Rather than merely dismiss the president’s proposal Republicans should see it as a signal that President Obama has discovered that the tax code has regressive aspects to it, and he wants to fix precisely one of those regressive provisions and use the savings from doing so to fund a modest tax cut and a new education initiative.
They should call his bet and raise it. If he were to propose repealing a few other regressive tax breaks it could generate trillions of dollars of new revenue that both fund various projects and allow for exponentially greater tax cuts for the middle class.
What other upper-class tax breaks be eliminated? It’s easy: Three of the biggest are the deduction for state and local taxes, mortgage interest, and employer-provided health insurance. Together, these add up to nearly $400 billion a year, dwarfing the revenue lost from the step up in basis on inherited assets. They are also terribly regressive, with nearly all of their benefits going to people in the top quintile of the income distribution. Roughly two-thirds of all taxpayers don’t even itemize on their 1040, meaning they get nothing from these deductions.
Not only are these tax breaks regressive but they do nothing for growth—quite the opposite. The mortgage interest deduction siphons capital from more productive investments into bigger houses. The health insurance deduction results in wasteful spending by people with gold-plated insurance. And the deduction for state and local taxes effectively subsidizes state spending. Each one effectively harms the economy.
Using this revenue to lower tax rates across the board would be a unalloyed boon for the economy: the high implicit tax rates low-income earners face when they begin earning enough for their benefits to start phasing out could be addressed, as well as the effective 50 percent marginal rates so many small business owners face in high-tax states.
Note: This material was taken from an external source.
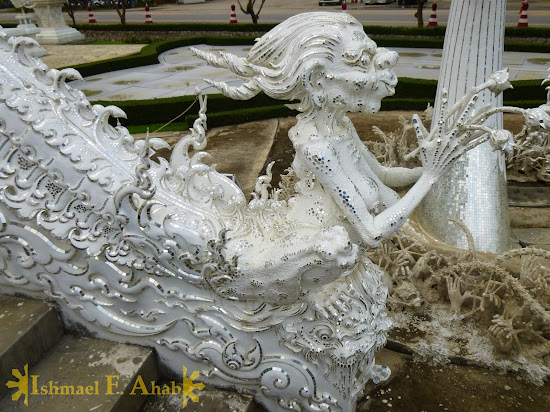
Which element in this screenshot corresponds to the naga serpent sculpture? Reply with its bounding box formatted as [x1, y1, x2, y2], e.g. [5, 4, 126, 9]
[0, 13, 535, 411]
If the president—backed by the Democratic leadership in the House and the Senate—declared his desire to repeal these tax provisions it could immediately change the political calculus for tax reform. The Republican tax-writers—Paul Ryan and Orrin Hatch—are so anxious to jettison these completely unproductive tax expenditures and use the revenue to lower tax rates that the Democrats would be able extract concessions from them. A doubling of the gas tax? Absolutely. Funding for free junior college tuition for all? Done. And if they acquiesce to dynamic scoring, such a move would produce even more revenue gains, so they could up their demands even more—a bigger child tax credit and more money for infrastructure would be just the start.
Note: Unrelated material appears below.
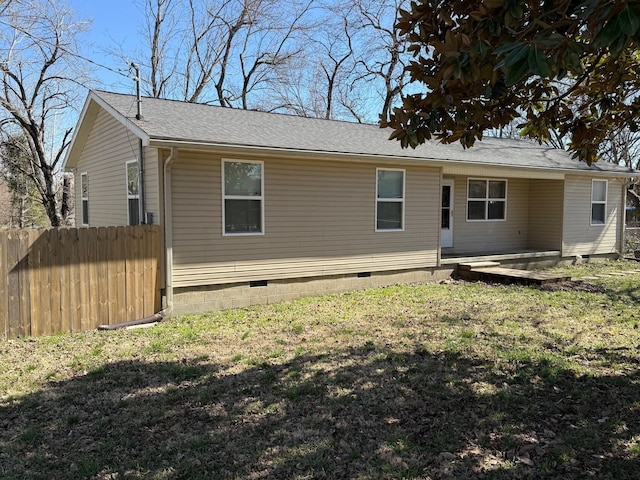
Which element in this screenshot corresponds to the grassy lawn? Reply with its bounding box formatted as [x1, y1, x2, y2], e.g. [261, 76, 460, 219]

Of course, no one should hold their breath waiting for such bold initiatives from the White House. The reason no one dares dares to remove these tax expenditures is that they happen to be very popular, and taking on any one of them is politically risky. John McCain saw this first hand when he took on what had been heretofore a Democratic initiative to effectively cap the deductibility of employer-provided insurance in his 2008 campaign and watched Barack Obama crucify him over it.
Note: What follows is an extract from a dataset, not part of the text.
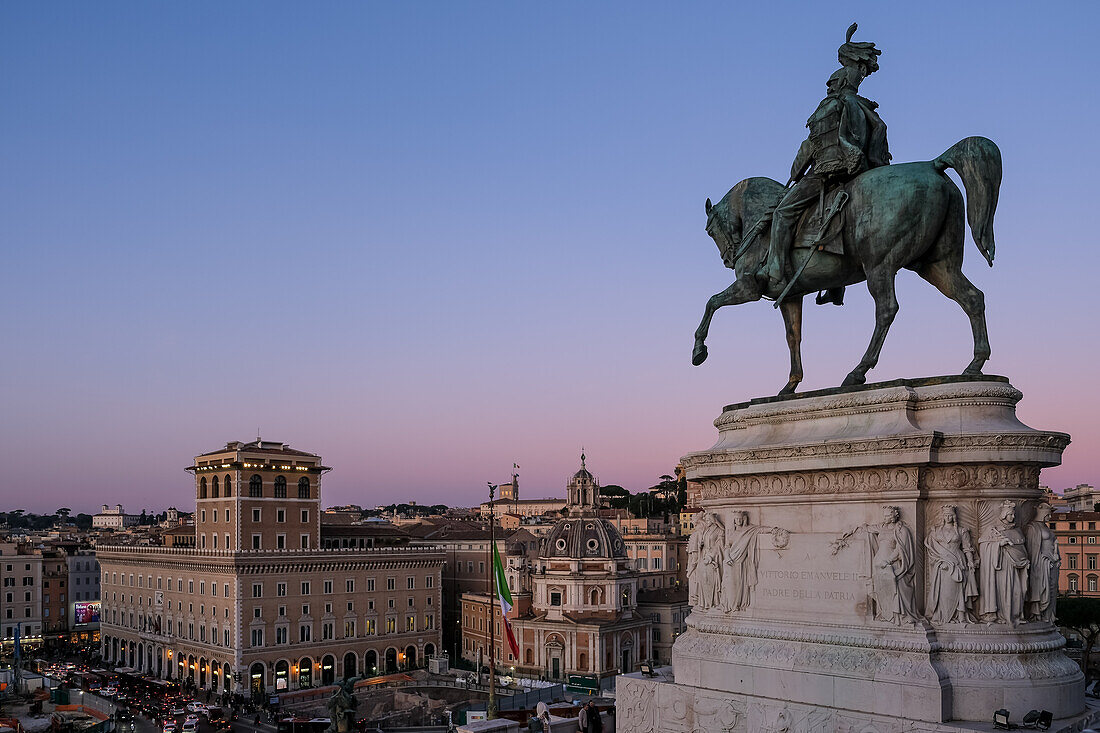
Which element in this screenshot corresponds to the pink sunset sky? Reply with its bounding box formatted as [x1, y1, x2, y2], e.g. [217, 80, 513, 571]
[0, 2, 1100, 511]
The other hurdle to Democrats proposing to get rid of these regressive tax expenditures is that they overwhelmingly go to their constituents. State and local taxes are much higher in states like New York, California and other blue states with high incomes and generous governments. The benefits of the mortgage interest deduction also go overwhelmingly to blue state denizens—the average per-household benefit from this deduction is ten times higher for the suburbs of New York and San Francisco than for those residing in places like Peoria, Illinois. Given that the deduction is all but worthless in actually achieving its ostensible purpose of helping people afford houses, it's hard to see it as much of anything other than a transfer from the middle class living in red states where housing is affordable to the wealthy blue state homeowners.